For one suspended heartbeat, everything in him stilled—muscles taut, breath held.
“Don’t make me fall in love with you again unless you’re planning to stay this time,” she whispered.
The air between them thickened, charged not just by the weight of her words, but by the raw gravity pulling them together—grief, longing, and something deeper still. Finn didn’t move. Couldn’t. One wrong word and she might shatter. Worse, she might walk away again.
“I’m not the one who left.” His voice was soft, stripped of anger, nothing but truth. “But I won’t let you leave me again.”
The silence that followed wasn’t empty—it vibrated, alive with everything they hadn’t said. Keira felt it in her bones. This was the edge. One more step, and there’d be no turning back.
But Keira wasn’t ready to leap. Not yet. She rose, heart still hammering in her chest, and backed toward the door, eyes locked with his. "I need to think, Finn. I need to breathe."
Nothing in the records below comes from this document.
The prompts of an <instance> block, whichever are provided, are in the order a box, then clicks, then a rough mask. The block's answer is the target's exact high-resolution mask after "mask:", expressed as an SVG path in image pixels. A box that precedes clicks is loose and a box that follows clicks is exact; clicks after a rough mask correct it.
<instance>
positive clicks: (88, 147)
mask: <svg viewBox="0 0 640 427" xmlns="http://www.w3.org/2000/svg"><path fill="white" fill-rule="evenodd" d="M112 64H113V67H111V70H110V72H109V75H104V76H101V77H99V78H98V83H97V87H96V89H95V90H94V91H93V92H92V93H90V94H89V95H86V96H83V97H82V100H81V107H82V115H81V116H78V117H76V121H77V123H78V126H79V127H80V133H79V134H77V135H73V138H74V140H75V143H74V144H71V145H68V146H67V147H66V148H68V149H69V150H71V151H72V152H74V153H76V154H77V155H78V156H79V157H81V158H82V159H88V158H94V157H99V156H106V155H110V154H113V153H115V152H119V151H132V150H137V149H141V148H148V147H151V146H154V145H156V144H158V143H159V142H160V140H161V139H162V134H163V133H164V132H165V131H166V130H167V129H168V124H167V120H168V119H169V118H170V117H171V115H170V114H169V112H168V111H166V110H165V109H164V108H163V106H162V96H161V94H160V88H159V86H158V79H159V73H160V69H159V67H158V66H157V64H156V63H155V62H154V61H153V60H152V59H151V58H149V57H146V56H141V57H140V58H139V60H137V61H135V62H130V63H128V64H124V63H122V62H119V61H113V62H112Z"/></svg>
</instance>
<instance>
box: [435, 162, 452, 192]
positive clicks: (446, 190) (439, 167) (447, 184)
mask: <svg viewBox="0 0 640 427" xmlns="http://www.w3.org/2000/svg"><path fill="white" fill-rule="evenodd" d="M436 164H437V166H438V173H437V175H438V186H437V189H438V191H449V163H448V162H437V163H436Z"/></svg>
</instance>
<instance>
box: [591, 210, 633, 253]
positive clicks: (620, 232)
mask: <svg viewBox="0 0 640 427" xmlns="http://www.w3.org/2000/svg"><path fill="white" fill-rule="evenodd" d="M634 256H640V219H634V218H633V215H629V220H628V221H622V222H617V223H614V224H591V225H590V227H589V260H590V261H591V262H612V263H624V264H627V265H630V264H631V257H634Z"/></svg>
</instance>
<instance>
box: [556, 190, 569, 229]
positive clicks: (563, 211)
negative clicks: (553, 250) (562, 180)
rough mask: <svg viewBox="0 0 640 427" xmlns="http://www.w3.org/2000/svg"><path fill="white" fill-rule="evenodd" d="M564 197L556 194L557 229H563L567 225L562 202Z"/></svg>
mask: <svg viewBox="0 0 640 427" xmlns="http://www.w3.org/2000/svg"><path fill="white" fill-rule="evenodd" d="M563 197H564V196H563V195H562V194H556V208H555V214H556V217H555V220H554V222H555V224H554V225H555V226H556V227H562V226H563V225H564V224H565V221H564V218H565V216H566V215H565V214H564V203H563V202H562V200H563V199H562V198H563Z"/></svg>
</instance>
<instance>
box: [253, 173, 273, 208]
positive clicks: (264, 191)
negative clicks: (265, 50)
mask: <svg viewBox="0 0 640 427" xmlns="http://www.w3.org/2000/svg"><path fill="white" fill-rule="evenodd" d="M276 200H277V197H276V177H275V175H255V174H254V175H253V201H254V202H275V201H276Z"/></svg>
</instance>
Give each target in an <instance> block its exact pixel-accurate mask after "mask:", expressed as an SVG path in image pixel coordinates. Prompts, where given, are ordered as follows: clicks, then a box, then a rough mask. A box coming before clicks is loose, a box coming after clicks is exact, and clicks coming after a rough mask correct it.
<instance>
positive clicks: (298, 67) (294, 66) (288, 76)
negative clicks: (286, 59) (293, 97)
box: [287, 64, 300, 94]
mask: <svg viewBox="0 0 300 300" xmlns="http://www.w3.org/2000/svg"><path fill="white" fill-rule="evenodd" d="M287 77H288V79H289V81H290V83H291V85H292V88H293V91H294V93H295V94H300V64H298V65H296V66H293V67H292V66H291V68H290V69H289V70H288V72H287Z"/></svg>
He didn’t stop her. Just watched her go, his body tense, his jaw clenched like he was biting down on a scream... or a roar.
She stepped into the hallway, the door closing softly behind her. Her legs carried her on instinct, but her mind was a storm. The truth was out now—but whether she could survive it, trust it, want it... that was another story entirely.
Keira paused at the landing, something tugging at her senses, raw and elusive.
She moved to the nearest window, her fingers brushing the cold glass as she peered into the darkness beyond the garden.
A chill ran across her skin, not from the breeze that crept through the old frame, but from a sensation deeper—primal, instinctive.
In the shadows just beyond the spill of golden light from the study, something unseen stirred.